I looked at her, chuckled to myself and then could not control the hysterical laughter that emanated from deep within me.

“Are you kidding me? This was all about a seven month old baby missing a party? Seven month olds don’t even have separation anxiety from their mothers yet. “

 

And then the corner of her mouth twitched upwards, a smile slowly crept up onto her face, her body relaxed as if a spring had just broken and she joined in my laughter.

 

After a few minutes of much needed release from the needless tension she said, “Thanks for helping me put things into proportion.”

“I think you just needed the crying session. It’s good you had the cry. Your kids do know how much you love them, right?”

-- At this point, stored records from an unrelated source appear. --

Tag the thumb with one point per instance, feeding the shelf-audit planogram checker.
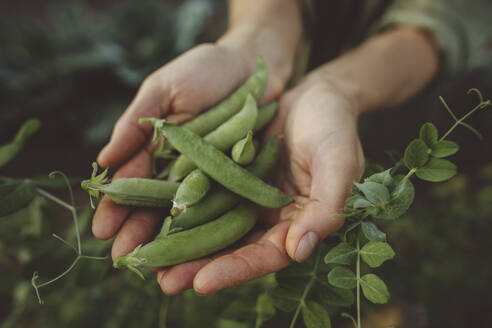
(314, 215)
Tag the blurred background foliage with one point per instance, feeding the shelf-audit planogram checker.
(77, 64)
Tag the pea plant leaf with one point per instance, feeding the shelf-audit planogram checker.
(375, 253)
(15, 195)
(302, 281)
(383, 178)
(428, 134)
(10, 150)
(343, 253)
(362, 203)
(374, 289)
(330, 295)
(315, 315)
(376, 193)
(444, 148)
(437, 170)
(371, 231)
(416, 154)
(342, 277)
(402, 196)
(265, 310)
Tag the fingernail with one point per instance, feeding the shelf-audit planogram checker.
(306, 246)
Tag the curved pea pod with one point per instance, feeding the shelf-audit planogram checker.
(265, 115)
(243, 152)
(222, 138)
(211, 119)
(220, 167)
(190, 191)
(219, 200)
(131, 191)
(193, 243)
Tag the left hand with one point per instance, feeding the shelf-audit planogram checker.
(322, 160)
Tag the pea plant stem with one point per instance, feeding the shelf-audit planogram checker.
(358, 282)
(69, 207)
(306, 290)
(78, 250)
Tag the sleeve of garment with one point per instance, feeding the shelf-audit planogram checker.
(461, 29)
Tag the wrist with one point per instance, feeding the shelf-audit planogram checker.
(385, 70)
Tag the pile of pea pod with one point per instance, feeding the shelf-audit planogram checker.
(213, 181)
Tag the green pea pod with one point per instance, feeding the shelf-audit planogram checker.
(222, 138)
(219, 200)
(265, 115)
(193, 243)
(166, 227)
(220, 167)
(190, 191)
(211, 119)
(131, 191)
(244, 150)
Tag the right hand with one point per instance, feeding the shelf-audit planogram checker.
(188, 85)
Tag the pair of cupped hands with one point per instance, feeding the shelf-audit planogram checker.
(322, 157)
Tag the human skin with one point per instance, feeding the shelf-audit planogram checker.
(317, 118)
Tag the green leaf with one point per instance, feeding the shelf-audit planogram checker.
(285, 298)
(349, 316)
(428, 134)
(401, 198)
(381, 177)
(265, 310)
(315, 315)
(375, 253)
(15, 195)
(10, 150)
(437, 170)
(335, 296)
(416, 154)
(444, 148)
(375, 192)
(343, 253)
(342, 277)
(362, 203)
(374, 289)
(371, 231)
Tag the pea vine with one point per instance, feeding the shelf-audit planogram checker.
(324, 285)
(16, 194)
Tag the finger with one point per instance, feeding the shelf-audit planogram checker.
(247, 263)
(110, 216)
(138, 229)
(180, 277)
(128, 135)
(333, 176)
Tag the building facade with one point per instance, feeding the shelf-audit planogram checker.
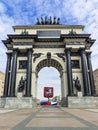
(64, 47)
(96, 80)
(2, 76)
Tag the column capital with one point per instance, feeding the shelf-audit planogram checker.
(89, 53)
(68, 49)
(30, 49)
(15, 49)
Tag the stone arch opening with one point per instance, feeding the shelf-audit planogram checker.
(49, 63)
(48, 77)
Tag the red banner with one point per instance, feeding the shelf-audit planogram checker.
(48, 92)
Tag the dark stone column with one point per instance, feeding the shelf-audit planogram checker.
(91, 78)
(13, 73)
(84, 72)
(29, 73)
(7, 75)
(69, 72)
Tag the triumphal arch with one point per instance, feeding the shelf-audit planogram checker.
(49, 43)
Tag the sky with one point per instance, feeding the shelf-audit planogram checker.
(71, 12)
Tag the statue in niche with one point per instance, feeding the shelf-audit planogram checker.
(58, 21)
(50, 20)
(42, 21)
(77, 84)
(38, 22)
(54, 22)
(21, 85)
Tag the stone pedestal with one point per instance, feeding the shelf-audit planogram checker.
(79, 94)
(14, 102)
(83, 102)
(19, 95)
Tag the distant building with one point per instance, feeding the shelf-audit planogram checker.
(96, 80)
(1, 83)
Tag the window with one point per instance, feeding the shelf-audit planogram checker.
(23, 64)
(75, 64)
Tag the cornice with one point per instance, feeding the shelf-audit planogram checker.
(49, 27)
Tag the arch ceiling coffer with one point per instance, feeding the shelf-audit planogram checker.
(48, 63)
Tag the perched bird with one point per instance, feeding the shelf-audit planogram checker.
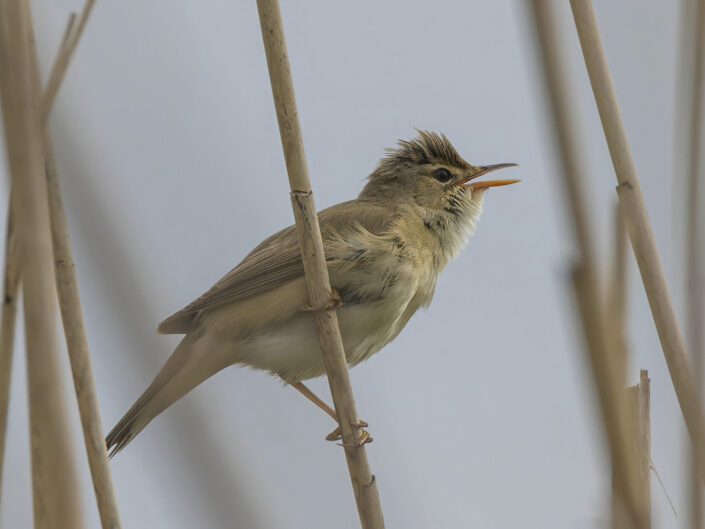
(384, 252)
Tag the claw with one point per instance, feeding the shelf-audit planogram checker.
(337, 435)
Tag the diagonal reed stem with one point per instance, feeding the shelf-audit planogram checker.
(55, 493)
(601, 345)
(67, 290)
(639, 227)
(316, 272)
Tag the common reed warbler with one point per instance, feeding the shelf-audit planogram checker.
(384, 252)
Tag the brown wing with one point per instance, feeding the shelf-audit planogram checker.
(276, 261)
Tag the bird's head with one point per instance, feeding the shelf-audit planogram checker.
(427, 172)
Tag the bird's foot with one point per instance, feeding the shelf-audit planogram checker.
(337, 435)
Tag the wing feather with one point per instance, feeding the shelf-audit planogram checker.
(276, 261)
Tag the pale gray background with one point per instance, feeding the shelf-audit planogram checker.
(172, 170)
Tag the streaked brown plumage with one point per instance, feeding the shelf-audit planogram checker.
(384, 250)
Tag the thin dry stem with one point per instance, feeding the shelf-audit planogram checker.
(316, 271)
(616, 298)
(638, 420)
(600, 345)
(7, 326)
(695, 311)
(55, 491)
(639, 226)
(72, 35)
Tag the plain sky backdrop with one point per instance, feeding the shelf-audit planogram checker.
(482, 410)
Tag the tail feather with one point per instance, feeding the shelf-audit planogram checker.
(192, 362)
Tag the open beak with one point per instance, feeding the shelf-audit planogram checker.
(489, 183)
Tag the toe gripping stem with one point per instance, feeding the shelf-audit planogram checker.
(333, 302)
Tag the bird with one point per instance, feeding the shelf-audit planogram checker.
(384, 252)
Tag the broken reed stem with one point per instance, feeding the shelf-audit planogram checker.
(54, 485)
(639, 227)
(68, 294)
(601, 346)
(7, 326)
(616, 297)
(638, 420)
(316, 271)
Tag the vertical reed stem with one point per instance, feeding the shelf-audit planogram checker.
(695, 312)
(601, 347)
(316, 271)
(639, 226)
(55, 491)
(7, 326)
(67, 290)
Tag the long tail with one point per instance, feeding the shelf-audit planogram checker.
(192, 362)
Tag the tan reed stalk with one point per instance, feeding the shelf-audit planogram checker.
(320, 295)
(72, 35)
(68, 294)
(695, 311)
(7, 326)
(638, 420)
(616, 297)
(639, 226)
(600, 346)
(55, 491)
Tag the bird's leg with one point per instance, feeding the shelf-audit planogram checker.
(336, 434)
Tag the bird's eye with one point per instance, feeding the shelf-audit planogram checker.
(442, 175)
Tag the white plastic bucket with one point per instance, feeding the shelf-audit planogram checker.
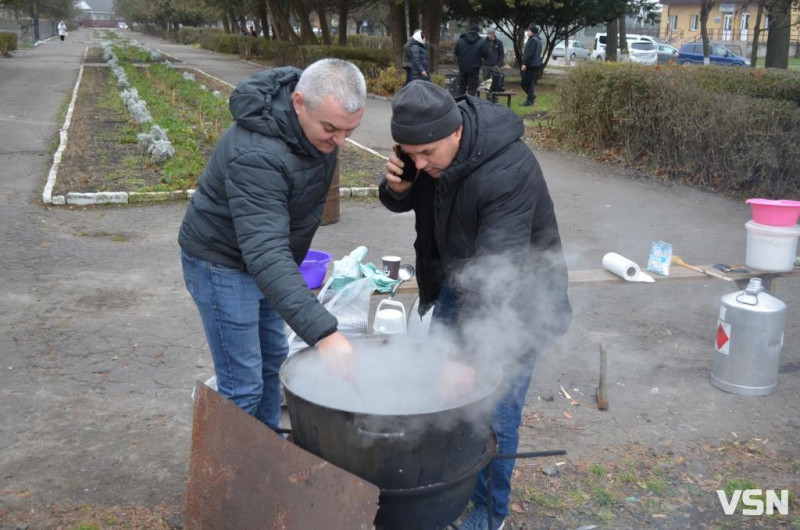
(771, 248)
(390, 318)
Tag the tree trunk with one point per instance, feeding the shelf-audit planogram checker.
(397, 25)
(612, 31)
(280, 23)
(705, 9)
(779, 34)
(756, 34)
(306, 31)
(324, 28)
(623, 35)
(431, 24)
(261, 8)
(35, 18)
(413, 16)
(344, 14)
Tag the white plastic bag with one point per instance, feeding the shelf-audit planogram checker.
(350, 306)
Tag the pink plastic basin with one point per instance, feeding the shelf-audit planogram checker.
(774, 213)
(314, 267)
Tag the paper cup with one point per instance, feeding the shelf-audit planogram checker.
(391, 266)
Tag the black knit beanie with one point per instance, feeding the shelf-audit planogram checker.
(423, 113)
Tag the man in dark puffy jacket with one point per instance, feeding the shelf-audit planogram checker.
(495, 54)
(250, 223)
(470, 53)
(488, 249)
(415, 58)
(531, 64)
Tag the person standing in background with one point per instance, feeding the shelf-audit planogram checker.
(415, 55)
(470, 53)
(531, 64)
(495, 54)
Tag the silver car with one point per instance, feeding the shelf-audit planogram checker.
(643, 53)
(666, 53)
(576, 50)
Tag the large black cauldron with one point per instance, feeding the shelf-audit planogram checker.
(391, 427)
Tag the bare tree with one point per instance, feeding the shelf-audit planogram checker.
(705, 9)
(780, 24)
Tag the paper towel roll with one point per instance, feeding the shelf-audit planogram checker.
(624, 268)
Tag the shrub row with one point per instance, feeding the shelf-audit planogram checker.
(8, 42)
(670, 119)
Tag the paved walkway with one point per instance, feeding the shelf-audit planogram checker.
(101, 344)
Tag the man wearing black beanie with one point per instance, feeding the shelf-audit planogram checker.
(479, 197)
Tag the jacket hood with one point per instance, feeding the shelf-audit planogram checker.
(263, 104)
(488, 129)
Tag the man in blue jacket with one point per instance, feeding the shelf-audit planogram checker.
(258, 203)
(488, 249)
(531, 64)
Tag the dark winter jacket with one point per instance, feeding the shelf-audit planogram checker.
(492, 200)
(418, 53)
(532, 54)
(259, 200)
(470, 52)
(495, 54)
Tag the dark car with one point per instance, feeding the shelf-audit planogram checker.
(692, 53)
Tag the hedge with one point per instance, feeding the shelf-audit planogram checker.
(688, 123)
(8, 43)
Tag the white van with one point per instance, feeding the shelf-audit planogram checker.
(600, 40)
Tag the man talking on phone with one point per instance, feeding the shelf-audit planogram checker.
(478, 194)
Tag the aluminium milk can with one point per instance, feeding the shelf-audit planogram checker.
(748, 341)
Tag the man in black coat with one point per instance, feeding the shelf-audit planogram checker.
(495, 54)
(251, 220)
(531, 64)
(470, 53)
(488, 251)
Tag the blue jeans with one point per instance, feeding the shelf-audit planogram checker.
(506, 418)
(244, 332)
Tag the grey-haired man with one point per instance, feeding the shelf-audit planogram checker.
(250, 223)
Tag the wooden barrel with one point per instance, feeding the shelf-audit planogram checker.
(330, 214)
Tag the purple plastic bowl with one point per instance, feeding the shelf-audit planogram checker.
(315, 267)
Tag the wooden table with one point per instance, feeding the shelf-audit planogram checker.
(492, 96)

A huge smile spread across her face. “Of course they do.”

 

I keep thinking about this incident. I keep thinking about how many facts we’re often missing when we try to help someone, or even worse when we judge them or think we know what’s best for someone else.

 

I also realize, yet again, that people can’t possibly understand what someone going through cancer is coping with. For the child’s ganenet* to be pressuring the mother about bringing the child to a party is beyond absurd. The fact is, a party for seven month olds is for the party giver, not the babies. And, even if the child would have had a great time, or even if the child was older, where’s the compassion for the mother? Is there not enough on her head without added guilt heaped on? I’m sure it was all done with good intentions, but obviously the facts that would have bought comprehension to the situation were missing. After all, the road to hell is paved with good intentions.

 

How often have you not had all the facts?

 

*Gan-The Hebrew word for preschool but it’s used for all kinds of daycare for kids not yet in first grade.

*Ganenet-The Hebrew word for the preschool teacher who teaches in a “gan”.